Depuis que l’oncle Joe tient sur FB son « café » du matin, il exerce une terrible influence sur moi — déjà trois bouquins acquis rien que par sa faute. Le dernier en date, je ne m’attendais assurément pas à tomber dessus chez un bouquiniste lyonnais, mais pourtant: La Magie à Paris par René Thimmy, aux Éditions de France, 1934. J’aime bien cet éditeur, pour sa délicieuse collection policière (« À ne pas lire la nuit ») et pour quelques autres ouvrages, genre le 1900 de Paul Morand, par exemple, ou Édouard VII et son temps de Maurois, qui firent partie de mes références pour la « Bibliothèque rouge ». Mon exemplaire ne bénéficie pas de la belle illustration de celle de Joseph, je n’ai qu’une sotte couverture en papier jaune. Bref, René Thimmy, donc, dont Joseph m’apprit qu’il s’agissait en fait d’un certain Maurice Magre (1877-1941), occitaniste, poète et passionné d’ésotérisme. C’est bien entendu dans cette dernière catégorie que s’inscrit cette Magie à Paris, très curieux et souvent très amusant portrait de nombre de mages, sectes et phénomènes « mystérieux » du Paris des années trente. Pour tout dire, c’est si étonnant et (pour le mécréant que je suis) si apparemment farfelu, que je l’ai lu comme une sorte de fantasy urbaine fort bien troussée, construite comme un reportage. Il y a quelques années, j’étais tombé amoureux des Voyages au pays des voyantes d’André Salmon, de la même époque, également très amusant mais plus tendre et plus terre-à-terre, alors que René Thimmy/Maurice Magre veut y croire, visiblement.

#2364

Qu’est-ce tu lis dédé dis donc? Eh bien, des trucs qui ne seront pas au goût de tout le monde, je suppose. Pas des « litt de l’im », en tout cas, pour l’instant — quoique j’ai commencé avec gourmandise Les Lames du cardinal de Pierre Pevel, enfin paru en poche. Mais sinon, d’un côté j’ai entamé mes lectures et recherches en vue du troisième Dico féerique, celui sur le règne végétal (serait temps). Avec notamment le délicieux WIldwood de Roger Deakin — le journal d’un vieux passionné de nature, qui s’était rendu célèbre outre-Manche pour sa défense de la nage dans les cours d’eau et étangs un peu partout, et qui ici parle du rapport aux arbres. C’est d’une grande beauté, je suis sous le charme (sans jeu de mot). Et puis je ne sais pourquoi, envie de calme, de profondeur, j’ai eu l’idée de relire La Prose au monde de Merleau-Ponty. Mon ami Olivier, féru de philo, me l’avait fait lire il y a longtemps et j’ai éprouvé le besoin de me replonger dans cette prose incroyablement dense (l’auteur n’a jamais achevé ses brouillons, en fait) mais traversée de fulgurances, de véritables lumières, c’est splendide, tellement intelligent. Tout ça fait du bien.

#2363

Bien bien bien… Le YS Trente ans est chez l’imprimeur, je viens d’accepter le BàT du prochain Fiction, les Zombies ! arrivent lundi matin, l’intégrale Ruritanie est bientôt bouclée, le Jeury aussi, le Thévenin et le Zaccone itou… ça fait tout drôle, d’être à ce point à l’heure… Tout juste si je ne m’imaginerai pas avoir bientôt du temps libre, tiens, ça fait peur. Mais non ouf, j’ai plusieurs bouquins à écrire…

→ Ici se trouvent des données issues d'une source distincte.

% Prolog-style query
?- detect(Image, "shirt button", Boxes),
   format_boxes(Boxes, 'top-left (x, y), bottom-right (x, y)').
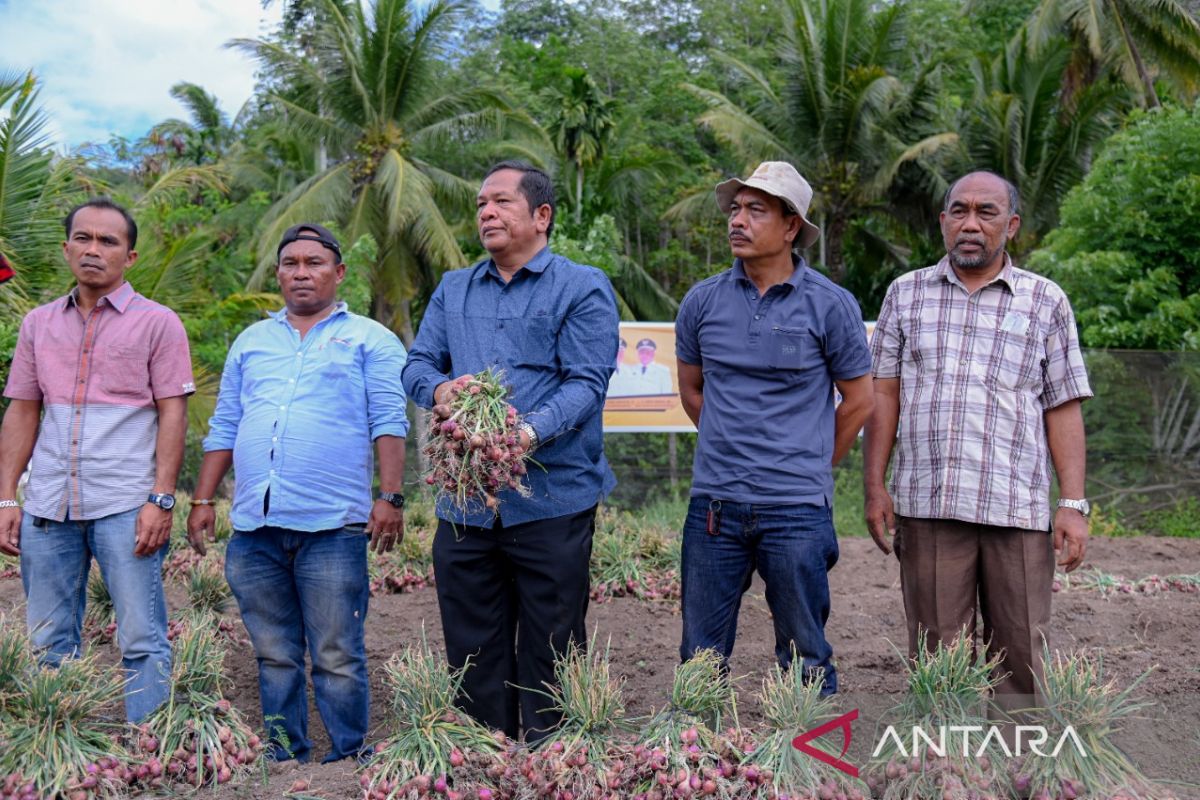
top-left (279, 405), bottom-right (286, 411)
top-left (296, 352), bottom-right (302, 358)
top-left (79, 379), bottom-right (85, 384)
top-left (70, 470), bottom-right (77, 476)
top-left (288, 378), bottom-right (295, 383)
top-left (754, 315), bottom-right (762, 320)
top-left (272, 436), bottom-right (278, 443)
top-left (75, 409), bottom-right (81, 416)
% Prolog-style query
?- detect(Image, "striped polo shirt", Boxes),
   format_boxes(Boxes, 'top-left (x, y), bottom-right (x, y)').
top-left (4, 281), bottom-right (195, 521)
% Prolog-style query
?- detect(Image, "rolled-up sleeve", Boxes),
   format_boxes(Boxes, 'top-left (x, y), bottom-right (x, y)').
top-left (365, 327), bottom-right (410, 439)
top-left (528, 271), bottom-right (619, 441)
top-left (3, 313), bottom-right (42, 401)
top-left (870, 283), bottom-right (904, 379)
top-left (401, 283), bottom-right (451, 409)
top-left (203, 337), bottom-right (245, 451)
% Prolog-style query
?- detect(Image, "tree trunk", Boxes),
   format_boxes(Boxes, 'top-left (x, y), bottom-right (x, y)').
top-left (1109, 0), bottom-right (1161, 108)
top-left (825, 213), bottom-right (849, 284)
top-left (575, 166), bottom-right (585, 226)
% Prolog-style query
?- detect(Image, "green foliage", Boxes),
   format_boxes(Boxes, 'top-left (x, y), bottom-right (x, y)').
top-left (1142, 496), bottom-right (1200, 538)
top-left (1030, 104), bottom-right (1200, 349)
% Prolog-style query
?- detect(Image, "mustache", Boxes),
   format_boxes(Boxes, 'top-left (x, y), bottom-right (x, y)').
top-left (954, 235), bottom-right (986, 248)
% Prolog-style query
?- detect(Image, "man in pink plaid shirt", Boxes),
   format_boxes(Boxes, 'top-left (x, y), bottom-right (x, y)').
top-left (864, 171), bottom-right (1092, 707)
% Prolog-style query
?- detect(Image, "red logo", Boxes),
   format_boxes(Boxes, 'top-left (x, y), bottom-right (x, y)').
top-left (791, 708), bottom-right (859, 777)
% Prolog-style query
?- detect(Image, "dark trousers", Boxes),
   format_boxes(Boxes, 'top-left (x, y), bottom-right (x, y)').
top-left (895, 516), bottom-right (1055, 706)
top-left (432, 506), bottom-right (596, 741)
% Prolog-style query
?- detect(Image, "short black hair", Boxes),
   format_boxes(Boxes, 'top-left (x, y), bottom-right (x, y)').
top-left (943, 171), bottom-right (1021, 217)
top-left (484, 160), bottom-right (556, 238)
top-left (64, 197), bottom-right (138, 250)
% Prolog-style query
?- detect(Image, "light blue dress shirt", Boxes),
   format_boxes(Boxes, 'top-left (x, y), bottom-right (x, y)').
top-left (204, 303), bottom-right (409, 532)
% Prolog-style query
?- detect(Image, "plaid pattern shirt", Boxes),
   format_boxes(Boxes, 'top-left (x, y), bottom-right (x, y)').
top-left (871, 256), bottom-right (1092, 530)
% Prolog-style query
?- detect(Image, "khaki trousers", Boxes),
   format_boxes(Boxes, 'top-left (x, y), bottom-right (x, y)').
top-left (894, 516), bottom-right (1055, 704)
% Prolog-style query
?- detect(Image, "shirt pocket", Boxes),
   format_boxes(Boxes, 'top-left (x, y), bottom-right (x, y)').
top-left (100, 343), bottom-right (149, 399)
top-left (509, 316), bottom-right (558, 369)
top-left (768, 326), bottom-right (811, 370)
top-left (987, 328), bottom-right (1043, 392)
top-left (321, 342), bottom-right (364, 386)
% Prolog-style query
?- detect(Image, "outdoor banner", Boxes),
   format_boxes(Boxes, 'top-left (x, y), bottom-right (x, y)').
top-left (603, 322), bottom-right (693, 432)
top-left (602, 321), bottom-right (878, 433)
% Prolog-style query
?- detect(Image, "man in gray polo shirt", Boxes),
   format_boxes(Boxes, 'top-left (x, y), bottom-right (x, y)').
top-left (674, 161), bottom-right (874, 693)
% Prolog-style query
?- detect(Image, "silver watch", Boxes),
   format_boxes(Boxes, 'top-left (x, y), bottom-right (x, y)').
top-left (0, 500), bottom-right (18, 510)
top-left (518, 422), bottom-right (539, 450)
top-left (1057, 498), bottom-right (1091, 517)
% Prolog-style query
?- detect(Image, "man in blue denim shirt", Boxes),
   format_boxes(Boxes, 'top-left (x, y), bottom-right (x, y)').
top-left (187, 224), bottom-right (408, 763)
top-left (403, 161), bottom-right (618, 740)
top-left (675, 163), bottom-right (874, 694)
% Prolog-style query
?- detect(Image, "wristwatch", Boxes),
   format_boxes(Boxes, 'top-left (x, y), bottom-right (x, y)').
top-left (1056, 498), bottom-right (1091, 517)
top-left (518, 422), bottom-right (539, 451)
top-left (379, 492), bottom-right (405, 509)
top-left (148, 493), bottom-right (176, 511)
top-left (0, 500), bottom-right (18, 510)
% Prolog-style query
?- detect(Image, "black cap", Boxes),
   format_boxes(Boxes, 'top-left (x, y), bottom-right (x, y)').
top-left (636, 338), bottom-right (657, 350)
top-left (277, 223), bottom-right (342, 262)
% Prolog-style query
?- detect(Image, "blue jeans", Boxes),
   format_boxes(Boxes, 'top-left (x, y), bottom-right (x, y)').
top-left (680, 497), bottom-right (840, 694)
top-left (225, 526), bottom-right (370, 763)
top-left (20, 507), bottom-right (171, 722)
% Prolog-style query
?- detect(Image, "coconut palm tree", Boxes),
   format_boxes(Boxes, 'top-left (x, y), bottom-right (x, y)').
top-left (0, 72), bottom-right (83, 313)
top-left (544, 67), bottom-right (617, 227)
top-left (230, 0), bottom-right (517, 341)
top-left (960, 31), bottom-right (1123, 252)
top-left (683, 0), bottom-right (957, 284)
top-left (1028, 0), bottom-right (1200, 108)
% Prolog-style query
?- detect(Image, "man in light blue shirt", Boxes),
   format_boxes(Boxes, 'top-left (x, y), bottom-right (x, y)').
top-left (187, 223), bottom-right (408, 763)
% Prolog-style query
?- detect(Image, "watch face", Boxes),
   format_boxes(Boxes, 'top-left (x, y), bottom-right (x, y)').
top-left (157, 495), bottom-right (176, 510)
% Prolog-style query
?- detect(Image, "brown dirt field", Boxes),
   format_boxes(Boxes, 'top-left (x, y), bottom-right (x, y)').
top-left (3, 535), bottom-right (1198, 799)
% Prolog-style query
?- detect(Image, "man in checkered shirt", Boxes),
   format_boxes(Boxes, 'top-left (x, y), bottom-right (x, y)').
top-left (864, 171), bottom-right (1092, 706)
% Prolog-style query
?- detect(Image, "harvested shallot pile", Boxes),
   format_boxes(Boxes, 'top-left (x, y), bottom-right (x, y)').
top-left (423, 369), bottom-right (532, 513)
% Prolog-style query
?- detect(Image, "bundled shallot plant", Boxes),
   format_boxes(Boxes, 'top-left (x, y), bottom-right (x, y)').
top-left (866, 631), bottom-right (1007, 800)
top-left (1011, 649), bottom-right (1165, 800)
top-left (423, 369), bottom-right (532, 513)
top-left (0, 615), bottom-right (132, 800)
top-left (361, 633), bottom-right (504, 800)
top-left (512, 637), bottom-right (629, 800)
top-left (139, 616), bottom-right (263, 788)
top-left (749, 656), bottom-right (869, 800)
top-left (621, 649), bottom-right (755, 800)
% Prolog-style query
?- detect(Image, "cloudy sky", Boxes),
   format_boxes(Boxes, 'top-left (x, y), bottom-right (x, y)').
top-left (0, 0), bottom-right (285, 150)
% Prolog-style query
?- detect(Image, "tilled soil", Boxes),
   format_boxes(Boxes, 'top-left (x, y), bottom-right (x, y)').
top-left (3, 535), bottom-right (1198, 799)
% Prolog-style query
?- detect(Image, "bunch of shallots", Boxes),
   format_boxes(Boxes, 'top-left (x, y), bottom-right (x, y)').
top-left (423, 369), bottom-right (532, 512)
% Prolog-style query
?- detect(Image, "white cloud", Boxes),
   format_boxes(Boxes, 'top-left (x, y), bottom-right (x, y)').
top-left (0, 0), bottom-right (283, 149)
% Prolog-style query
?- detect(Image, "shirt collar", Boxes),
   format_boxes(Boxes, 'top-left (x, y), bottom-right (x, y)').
top-left (479, 246), bottom-right (554, 283)
top-left (731, 254), bottom-right (807, 290)
top-left (929, 253), bottom-right (1016, 292)
top-left (62, 281), bottom-right (136, 313)
top-left (270, 300), bottom-right (350, 323)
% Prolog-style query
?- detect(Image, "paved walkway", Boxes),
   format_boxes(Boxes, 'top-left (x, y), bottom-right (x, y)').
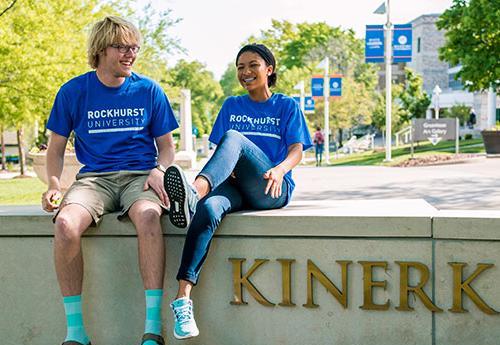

Niveau lecture, voyons voir… J’ai eu envie de relire Wizard of the Pigeons, de Megan Lindholm, un roman de fantasy urbaine que j’avais superlativement apprécié en son temps. Au point d’en avoir alors acheté une édition assez luxueuse — qui ne s’était pas vendu, d’ailleurs, car cet auteur vendait excessivement mal. Un bel hardcover à l’épaisse couverture grise (thème du roman oblige), bord des pages noir, papier gris très épais… vraiment un objet d’exception. Depuis, bien sûr, l’auteur a changé son fusil d’épaule : en ayant assez de ne rien vendre de ses très beaux romans, elle a changé de nom pour l’androgyne « Robin Hobb » et s’est mise à pondre à jet continu, cyniquement, commercialement, de la lavasse à base de lieux communs — enfin, c’est l’impression que j’en avais eu, en essayant de lire les deux premiers, sans goût ni saveur, tellement ennuyeux que je n’ai jamais été plus loin. Ça plait énormément, y compris à des lecteurs respectables et de bon goût, alors je ne sais, sans doute il y a-t-il quelque chose d’intéressant dans cette production, mais l’envie m’en a passé. Quant à ce beau roman de fantasy urbaine, il fut traduit en français chez Mnémos (sur mon conseil, puis-je me vanter), sous le titre Le Dernier magicien.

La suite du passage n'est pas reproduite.